Barry Will Hit Home Run No. 756 at Home
Anyone who wants to buy tickets to the historic Barry Bonds home run game, listen up. I'll tell you when to buy your tickets. If you buy seats for every Giants home game from June 8-13, you'll see it. Now, I'm offering no sort of guarantee on this of course, but I actually do have some reasoning on my side.
First, let's do the whole on pace thing. So far this season, Bonds has hit 11 home runs in 29 games. Since he'll break the record with 11 more home runs, we can assume that will take him 32 games. Why? Because Bonds didn't play in three games this season. Assuming he'll rest the same amount and stays on pace, he'll hit the shot on June 12 against the Toronto Blue Jays at home.
I'm sure many of you don't know (I had to confirm what I heard), but Braves manager Eddie Mathews got in trouble with then-commissioner Bowie Kuhn for sitting Hank Aaron at the beginning of the 1974 season so that he could beat Babe Ruth's then record No. 714 at home. Aaron finished the previous season at 713 and the team opened with a three-game series in Cincinnati. Kuhn ordered Mathews to play Aaron in two of the three games. Aaron hit a home run in Cincinnati, but conveniently waited until they returned to Atlanta to hit No. 715 in front of a then-record Braves attendance of 53,775 fans.
I spoke with his marketing guy Jeff Bernstein today, who assured me that Bonds would not skip games intentionally so that he could hit his all-time record shot at home. "Any player's natural preference is to do something like this at home," he said. "But when his team is trying to win games, he'll do what he has to do -- even if it happens on the road."
I say Bonds is going to do exactly what Aaron did. Wait. I've got the stats on my side. Check out my Bonds Home Run Chart:
These are all records of note -- No. 567 was single season; No. 73 and No. 661 was he passing his godfather Willie Mays. Hmmm, I think we have more of a trend here, folks. Barry Bonds likes to hit his milestone home runs at home. Count on it.
"Nothin' But Net" Take II
Last month, Ad Age reported that McDonald's was considering recreating the famous 1993 "Nothin' But Net" commercial that featured Michael Jordan and Larry Bird (a later version featured Charles Barkley), but instead use Dwayne Wade and LeBron James. Well, thankfully we have readers worldwide like Terence Lau, who lives in China. Lau calls our attention to a "Nothin' But Net" reprise featuring Chinese basketball players Zhu Fongyu and Yi Jianlian that is already running in China.
After you watch that, watch the original. Three thoughts here:
1. Jordan and Bird are much better actors than Fongyu and Jianlian.
2. What in the world is Michael Jordan wearing? How could he ever wear that?
3. If James and Wade re-do this thing, they can't just copy the original; they have to one up it.
As was pointed out in the Ad Age article, there was a battle over the "Nothin' But Net" trademark rights between McDonalds and a 9-year-old girl, who apparently trademarked that phrase to go along with a game she invented. I found that there are five businesses that have live "Nothing But Net" trademarks (computer services, basketball tournaments and mutual fund investment services). No one currently has rights to "Nothin' But Net."
I love Kentucky Derby betting stories. But this one tops the cake. It's from Bob Matthews of the Rochester Democrat & Chronicleand unearthed by the folks at Deadspin and Sportscolumn.

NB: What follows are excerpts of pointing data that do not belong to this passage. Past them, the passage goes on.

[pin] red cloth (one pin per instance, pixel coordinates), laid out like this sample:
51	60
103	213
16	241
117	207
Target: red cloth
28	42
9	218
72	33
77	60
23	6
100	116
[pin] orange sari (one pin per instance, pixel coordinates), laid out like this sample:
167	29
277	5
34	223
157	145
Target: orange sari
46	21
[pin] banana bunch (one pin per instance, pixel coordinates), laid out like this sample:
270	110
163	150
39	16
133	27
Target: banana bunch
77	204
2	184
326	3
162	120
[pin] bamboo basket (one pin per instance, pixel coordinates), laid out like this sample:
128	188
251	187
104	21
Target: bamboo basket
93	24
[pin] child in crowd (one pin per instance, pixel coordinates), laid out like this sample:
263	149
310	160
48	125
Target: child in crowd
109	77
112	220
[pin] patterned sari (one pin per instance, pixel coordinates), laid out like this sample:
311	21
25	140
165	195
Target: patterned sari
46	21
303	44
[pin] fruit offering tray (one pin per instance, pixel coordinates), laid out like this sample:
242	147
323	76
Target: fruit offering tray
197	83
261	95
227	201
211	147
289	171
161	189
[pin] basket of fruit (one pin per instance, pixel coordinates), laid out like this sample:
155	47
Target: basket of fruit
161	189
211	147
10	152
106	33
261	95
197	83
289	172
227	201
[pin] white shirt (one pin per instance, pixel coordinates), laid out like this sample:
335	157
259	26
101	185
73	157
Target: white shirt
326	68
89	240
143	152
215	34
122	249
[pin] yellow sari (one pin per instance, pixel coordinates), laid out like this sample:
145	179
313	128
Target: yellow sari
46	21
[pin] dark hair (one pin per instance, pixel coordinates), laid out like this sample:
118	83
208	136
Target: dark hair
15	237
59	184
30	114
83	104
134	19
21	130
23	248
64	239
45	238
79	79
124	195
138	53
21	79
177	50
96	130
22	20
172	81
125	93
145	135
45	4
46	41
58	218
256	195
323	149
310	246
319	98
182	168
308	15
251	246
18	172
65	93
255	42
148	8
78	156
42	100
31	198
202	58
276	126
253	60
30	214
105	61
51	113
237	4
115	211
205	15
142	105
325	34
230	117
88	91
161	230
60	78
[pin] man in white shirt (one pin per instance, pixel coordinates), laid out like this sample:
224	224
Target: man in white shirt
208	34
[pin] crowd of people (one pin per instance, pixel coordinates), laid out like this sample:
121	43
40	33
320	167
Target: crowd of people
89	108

It's about this bettor who came up the brilliant idea to place a $2 trifecta bet on every single possible combination in the 20-horse field. It cost him $13,680, but he only won $440. Classic.

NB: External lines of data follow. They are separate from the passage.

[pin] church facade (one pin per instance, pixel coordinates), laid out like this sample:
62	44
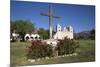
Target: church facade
62	33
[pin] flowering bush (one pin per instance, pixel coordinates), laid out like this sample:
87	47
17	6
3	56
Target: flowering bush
67	46
38	49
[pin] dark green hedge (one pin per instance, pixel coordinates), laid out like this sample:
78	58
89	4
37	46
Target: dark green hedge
39	50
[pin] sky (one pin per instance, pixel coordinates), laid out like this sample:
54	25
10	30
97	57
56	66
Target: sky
80	17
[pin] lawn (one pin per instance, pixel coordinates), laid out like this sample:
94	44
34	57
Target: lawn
86	53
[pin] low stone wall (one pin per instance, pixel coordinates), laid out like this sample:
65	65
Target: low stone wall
39	59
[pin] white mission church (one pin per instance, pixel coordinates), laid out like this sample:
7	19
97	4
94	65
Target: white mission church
62	33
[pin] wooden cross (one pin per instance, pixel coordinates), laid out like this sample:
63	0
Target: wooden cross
50	15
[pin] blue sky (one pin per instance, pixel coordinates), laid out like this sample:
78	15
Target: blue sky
80	17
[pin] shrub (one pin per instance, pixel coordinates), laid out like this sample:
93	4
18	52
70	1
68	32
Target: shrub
38	49
67	46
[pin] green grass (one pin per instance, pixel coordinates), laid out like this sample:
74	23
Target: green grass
86	53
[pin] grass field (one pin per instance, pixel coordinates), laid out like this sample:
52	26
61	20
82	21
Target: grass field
86	53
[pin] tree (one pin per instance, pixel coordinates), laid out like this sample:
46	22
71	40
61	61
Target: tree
22	27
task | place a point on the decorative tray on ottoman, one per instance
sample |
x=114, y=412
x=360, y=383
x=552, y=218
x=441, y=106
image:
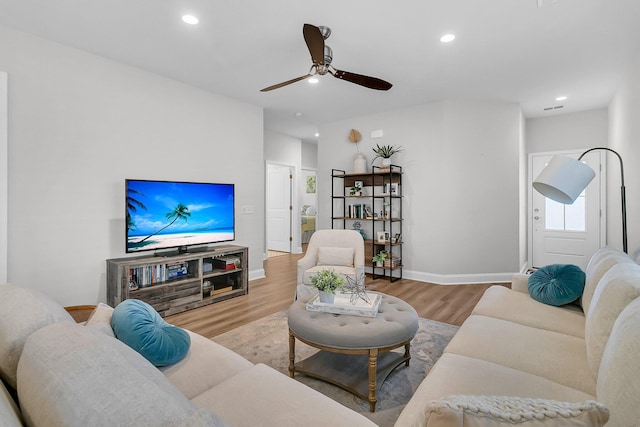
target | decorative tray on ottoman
x=342, y=305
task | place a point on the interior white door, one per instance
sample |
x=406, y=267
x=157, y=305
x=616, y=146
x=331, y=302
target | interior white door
x=565, y=234
x=279, y=180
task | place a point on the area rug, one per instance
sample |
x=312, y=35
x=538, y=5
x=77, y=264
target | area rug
x=267, y=341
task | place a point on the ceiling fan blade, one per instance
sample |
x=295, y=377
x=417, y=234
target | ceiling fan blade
x=366, y=81
x=315, y=43
x=288, y=82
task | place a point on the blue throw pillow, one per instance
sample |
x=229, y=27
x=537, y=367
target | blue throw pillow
x=138, y=325
x=557, y=284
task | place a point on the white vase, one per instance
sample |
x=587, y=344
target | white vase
x=326, y=297
x=359, y=163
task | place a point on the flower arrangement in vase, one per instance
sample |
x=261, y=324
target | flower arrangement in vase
x=327, y=281
x=385, y=152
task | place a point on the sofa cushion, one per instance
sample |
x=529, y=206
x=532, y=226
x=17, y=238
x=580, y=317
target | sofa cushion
x=138, y=325
x=9, y=413
x=557, y=284
x=617, y=288
x=503, y=303
x=206, y=365
x=496, y=411
x=70, y=375
x=552, y=355
x=24, y=311
x=100, y=318
x=335, y=256
x=618, y=385
x=456, y=374
x=598, y=265
x=277, y=398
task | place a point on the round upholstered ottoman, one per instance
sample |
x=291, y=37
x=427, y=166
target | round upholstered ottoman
x=348, y=343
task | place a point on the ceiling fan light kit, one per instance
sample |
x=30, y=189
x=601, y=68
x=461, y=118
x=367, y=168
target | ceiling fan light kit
x=322, y=56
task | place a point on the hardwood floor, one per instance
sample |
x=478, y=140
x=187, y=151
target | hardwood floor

Despite this man's help, total betting on the Derby dropped for the first time since 1991. Total wagering was $118.3 million. Churchill Downs reported yesterday that its first quarter losses were stemmed by more racing at its Fair Grounds track in New Orleans this year. The company usually reports a loss this quarter because many of its tracks aren't fully operational.
Gene Simmons of KISS and his girlfriend Shannon Tweed supposedly bet $100,000 on a horse, supposedly. No biz like showbiz...
Worst Autograph Submissions
We got a great response from our "send us your worst autograph" plea. My friend Rich Klein at Beckett, an authoritative source in the collectibles industry, I think had the best, with Vernand Morency. Horrendifferous.
Roger Willcutt submits Jonathan Cheechoo and Kyle Rohde presents the live autograph he got last year at the Kansas Speedway from Danica Patrick. Said Rohde: "Now she was nice enough to pose for a photo with me, which is about 300 percent better than an autograph, but still, you can't even slightly make out that signature.